Technical Report

Building Open Source Hugging Face Leaderboards

Sometimes, the best machine learning models are hidden in plain sight. During our work on phonemic transcription, we stumbled upon a specialized ginic model that had been finetuned on Facebook's XLSR-53 model using the Buckeye corpus. This discovery proved significant: Ginic performs 1.2x better than Facebook, and iterating on their approach, our model performs 2.2x better than ginic. However, finding this model was more a product of extensive searching than systematic discovery, highlighting a broader challenge in the phoneme transcription space that led us to build this open-source leaderboard.

The Need for Better Model Discovery and Standardized Evaluation

While leaderboards have become fundamental infrastructure in many areas of machine learning - from large language models to automatic speech recognition - the field of phonemic transcription notably lacks such standardized evaluation frameworks. This gap isn't just about missing leaderboards - it reflects a broader absence of unified evaluation standards and comprehensive survey papers that could allow researchers and practitioners to track progress and compare approaches effectively.
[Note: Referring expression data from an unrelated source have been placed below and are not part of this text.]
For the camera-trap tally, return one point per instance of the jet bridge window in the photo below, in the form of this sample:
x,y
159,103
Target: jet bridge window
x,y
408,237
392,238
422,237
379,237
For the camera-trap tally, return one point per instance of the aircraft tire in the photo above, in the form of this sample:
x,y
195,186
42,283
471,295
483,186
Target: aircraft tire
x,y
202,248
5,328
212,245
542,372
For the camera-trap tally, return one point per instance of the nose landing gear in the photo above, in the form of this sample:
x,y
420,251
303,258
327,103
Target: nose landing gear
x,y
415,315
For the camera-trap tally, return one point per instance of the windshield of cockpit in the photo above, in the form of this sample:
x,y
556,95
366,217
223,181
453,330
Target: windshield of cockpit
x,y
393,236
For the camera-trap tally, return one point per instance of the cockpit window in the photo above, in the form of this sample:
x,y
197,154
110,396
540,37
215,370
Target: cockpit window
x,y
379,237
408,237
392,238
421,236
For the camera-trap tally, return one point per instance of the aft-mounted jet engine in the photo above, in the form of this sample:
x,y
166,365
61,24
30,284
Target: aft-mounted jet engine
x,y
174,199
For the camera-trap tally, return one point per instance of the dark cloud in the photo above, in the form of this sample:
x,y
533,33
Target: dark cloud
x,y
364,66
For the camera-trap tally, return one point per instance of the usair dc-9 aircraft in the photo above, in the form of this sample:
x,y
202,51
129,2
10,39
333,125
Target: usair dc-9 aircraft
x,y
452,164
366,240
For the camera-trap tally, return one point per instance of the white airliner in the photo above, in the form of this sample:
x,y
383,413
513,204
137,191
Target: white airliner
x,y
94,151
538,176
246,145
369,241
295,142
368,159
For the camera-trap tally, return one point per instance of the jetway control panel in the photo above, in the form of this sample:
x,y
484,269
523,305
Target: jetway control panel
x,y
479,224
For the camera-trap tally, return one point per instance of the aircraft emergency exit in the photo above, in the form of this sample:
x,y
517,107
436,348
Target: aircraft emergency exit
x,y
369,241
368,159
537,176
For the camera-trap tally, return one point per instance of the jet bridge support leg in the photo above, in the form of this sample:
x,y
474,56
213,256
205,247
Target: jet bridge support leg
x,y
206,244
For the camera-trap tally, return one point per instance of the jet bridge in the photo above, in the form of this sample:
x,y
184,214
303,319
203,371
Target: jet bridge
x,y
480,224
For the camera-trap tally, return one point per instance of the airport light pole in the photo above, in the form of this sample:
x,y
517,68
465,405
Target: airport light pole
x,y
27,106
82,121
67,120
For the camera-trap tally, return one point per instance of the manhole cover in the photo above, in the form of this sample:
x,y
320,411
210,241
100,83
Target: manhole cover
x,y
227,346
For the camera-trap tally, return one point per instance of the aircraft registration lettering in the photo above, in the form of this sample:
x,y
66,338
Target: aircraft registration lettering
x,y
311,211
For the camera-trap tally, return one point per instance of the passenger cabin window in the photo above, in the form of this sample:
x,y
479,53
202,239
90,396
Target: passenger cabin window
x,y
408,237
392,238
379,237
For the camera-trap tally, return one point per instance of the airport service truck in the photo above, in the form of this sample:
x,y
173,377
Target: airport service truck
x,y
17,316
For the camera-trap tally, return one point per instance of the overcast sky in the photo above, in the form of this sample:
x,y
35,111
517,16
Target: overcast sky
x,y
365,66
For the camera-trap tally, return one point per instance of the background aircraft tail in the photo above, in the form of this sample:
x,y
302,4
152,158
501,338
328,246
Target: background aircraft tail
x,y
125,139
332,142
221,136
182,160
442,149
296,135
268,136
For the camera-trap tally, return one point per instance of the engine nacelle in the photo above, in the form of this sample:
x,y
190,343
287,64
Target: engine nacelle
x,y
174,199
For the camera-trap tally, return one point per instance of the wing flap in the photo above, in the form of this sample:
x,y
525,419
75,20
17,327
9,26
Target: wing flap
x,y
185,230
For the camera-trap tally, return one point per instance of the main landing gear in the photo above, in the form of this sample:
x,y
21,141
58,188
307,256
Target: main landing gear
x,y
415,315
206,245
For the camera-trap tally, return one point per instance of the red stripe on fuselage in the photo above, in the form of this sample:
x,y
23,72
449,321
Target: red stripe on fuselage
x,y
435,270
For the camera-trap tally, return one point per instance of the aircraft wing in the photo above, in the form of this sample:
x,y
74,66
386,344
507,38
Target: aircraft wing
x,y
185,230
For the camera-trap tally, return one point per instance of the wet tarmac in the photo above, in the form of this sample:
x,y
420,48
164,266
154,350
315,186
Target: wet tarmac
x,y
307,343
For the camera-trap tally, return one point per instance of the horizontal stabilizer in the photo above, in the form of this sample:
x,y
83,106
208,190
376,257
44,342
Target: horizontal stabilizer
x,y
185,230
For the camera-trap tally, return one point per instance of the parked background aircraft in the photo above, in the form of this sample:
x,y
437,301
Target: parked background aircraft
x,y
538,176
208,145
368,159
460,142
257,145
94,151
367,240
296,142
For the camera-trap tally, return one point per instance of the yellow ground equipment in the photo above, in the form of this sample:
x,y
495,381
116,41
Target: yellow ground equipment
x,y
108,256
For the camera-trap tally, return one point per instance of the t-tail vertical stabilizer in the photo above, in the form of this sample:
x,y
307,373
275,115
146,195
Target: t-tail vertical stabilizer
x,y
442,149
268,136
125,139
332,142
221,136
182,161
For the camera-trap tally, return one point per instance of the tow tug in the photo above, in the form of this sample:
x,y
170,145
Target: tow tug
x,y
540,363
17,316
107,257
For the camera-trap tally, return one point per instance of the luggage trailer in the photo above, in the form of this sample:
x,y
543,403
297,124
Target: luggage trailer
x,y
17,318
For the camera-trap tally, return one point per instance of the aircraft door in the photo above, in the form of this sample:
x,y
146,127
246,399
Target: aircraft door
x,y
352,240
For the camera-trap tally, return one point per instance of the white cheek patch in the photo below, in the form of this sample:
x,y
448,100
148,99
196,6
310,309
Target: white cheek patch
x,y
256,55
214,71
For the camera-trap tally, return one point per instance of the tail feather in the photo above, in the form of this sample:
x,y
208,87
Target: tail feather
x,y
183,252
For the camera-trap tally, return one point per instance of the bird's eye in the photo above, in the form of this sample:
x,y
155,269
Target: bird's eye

A Streamlined Architecture for Open Evaluation

To address this gap, we implemented a system that handles both the queue backend and the leaderboard frontend. This design prioritizes transparency and accessibility - crucial elements often missing in evaluation. Our architecture consists of two main components:

app.py: Handles the front-end logic using Gradio, providing a clean interface for viewing the leaderboard, checking model status, and submitting new models
tasks.py: Manages the back-end operations, interfacing with three JSON files in the queue directory:
- leaderboard.json: Stores the final, processed rankings
- tasks.json: Tracks newly submitted models
- results.json: Contains detailed metadata for completed evaluations

Transparency was a key consideration in our design. Unlike some existing leaderboards like Open ASR that require users to request model evaluation and wait, our system automates the process. Most models can be evaluated on the whole test set within hours of submission.

Additionally, the front-end leaderboard and queue backend are visible to all Hugging Face users - a deliberate choice to promote transparency. The results file provides detailed metadata about evaluations and model outputs, allowing users to understand precisely how models perform and evaluations are conducted. that require users to request model evaluation and wait, our system automates the process.

This openness and automation represent a step toward the kind of standardized evaluation infrastructure that has helped accelerate progress in other areas of machine learning but has been notably absent in phonemic transcription.

Technical Implementation Details

Our evaluation system measures model performance using two key metrics:

PER (Phoneme Error Rate): Calculated using Levenshtein distance between predicted and actual phoneme sequences
PWED (Phoneme Weighted Edit Distance): A more nuanced metric that considers phonemic feature distances, implemented using the panphon library

You can read more about these evaluation methods in our blog post here.

We use the TIMIT speech corpus as our evaluation dataset, providing a standardized benchmark widely recognized in the speech recognition community. The evaluation runs on a consistent compute environment (16GB RAM, 2vCPUs) to ensure reproducibility.

We Need More of These Projects

The success of platforms like the Open LLM Leaderboard, with nearly 3,000 submissions, demonstrates the community's appetite for transparent model comparison. While some argue that gamifying model development could lead to metric gaming, we've seen how leaderboards can transform competition into collaboration. They provide standardized benchmarks, foster innovation through transparency, and create an engaging entry point for newcomers to the field. Most importantly, they help surface promising but lesser-known models that might otherwise remain undiscovered.

Looking Forward

Creating leaderboards has historically been challenging, with many templates becoming quickly outdated. Hugging Face has recently streamlined this process through their Space SDK, which is ideal for evaluating models of varying sizes and computational requirements. To create a leaderboard using their template:

Navigate to https://huggingface.co/new-space
Select "Space SDK" as the template type
Choose "Gradio" as the framework
Select "Leaderboard" from the template options
You will be asked for an access token in the UI before you create the space. This can be created in your settings and needs read access for the leaderboard to function.

For evaluating collections of smaller models that don't require extensive pre-testing, our lightweight implementation offers a practical working example. It demonstrates a complete end-to-end leaderboard system while maintaining simplicity in both setup and maintenance. We've made our codebase publicly available - feel free to duplicate it for your own specialized evaluation needs or use it as a reference implementation when building more complex systems. We are actively working on adding more evaluation datasets/metrics and support for more model architectures and welcome contributions!

The path to better model evaluation shouldn't be blocked by infrastructure complexity. Whether using Hugging Face's template or our simpler architecture, the goal remains the same: making model discovery and comparison more accessible to the community.